6th July 2016, 7:42 PM
Dark Jaguar Wrote:Clinton's other investigation, regarding that cell phone business, is now closed. This one is a bit less satisfying than the last though. While the FBI won't be pressing charges, they did make it clear that there's enough evidence to say Clinton was extremely careless in managing her e-mails. Not really sure what to make of that one. If it was true carelessness, I wouldn't be surprised. Old people are notoriously out of touch with technology and many out of touch users in larger settings notoriously take IT requirements as suggestions they can ignore the very first time it becomes an inconvenience. I have little doubt the same would apply to equally old Bernie, I'm sad to say. Aside from the judge that recently made a ruling on the Google v Oracle case, very few politicians seem willing to take the time to learn about anything tech related.I would say that there are three major causes of this email scandal.
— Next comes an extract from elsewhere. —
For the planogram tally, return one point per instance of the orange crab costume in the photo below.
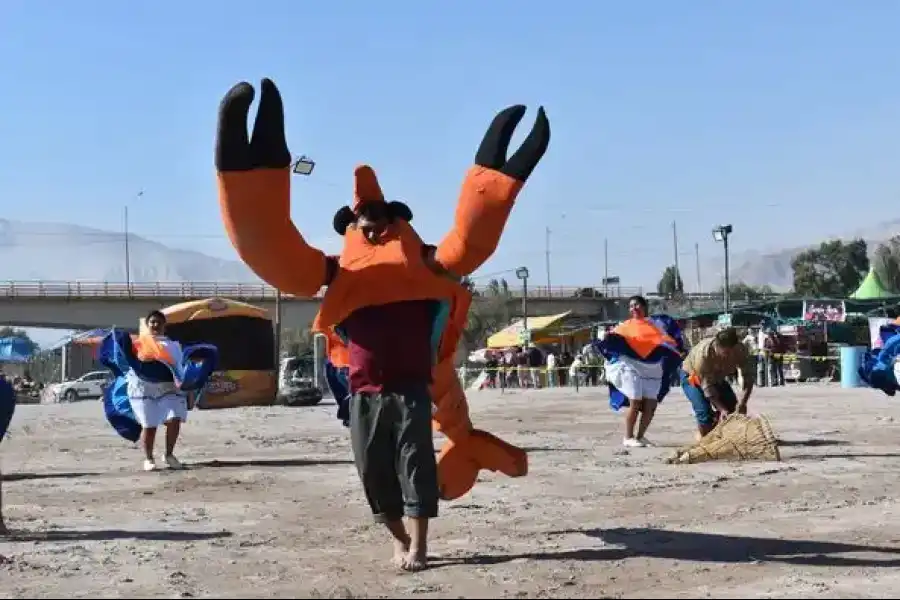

1) The State Department's diplomats and the FBI's spies have a major, longstanding disagreement over what should be considered classified. Basically, diplomats want to actually talk about things, while spies want everything possible to be kept as secret as possible. As a result there is a natural conflict there, as diplomats use not-fully-secure systems to discuss things the spies wish they would only email about under strict security. I am most definitely on State's side here, we call far too many things "secret" in this country! See this article for another example of this issue, not related to Hillary's email server: http://www.wsj.com/articles/clinton-emai...1465509863
So, for me, the one maybe valid question about this mostly-irrelevant "scandal" is this: are any of the so-called classified things in this report actually things that State also thought should be classified at the time, or are they just things that the FBI did but State did not? I expect most, if not all, of it to be the latter, since that certainly fits with the pattern we know of, of diplomats wanting to actually discuss things versus the FBI wanting everything to be secret. I think diplomats should be able to discuss things with eachother without insane layers of secrecy attached to every discussion of things that are in the public record whether or not the FBI wishes they weren't.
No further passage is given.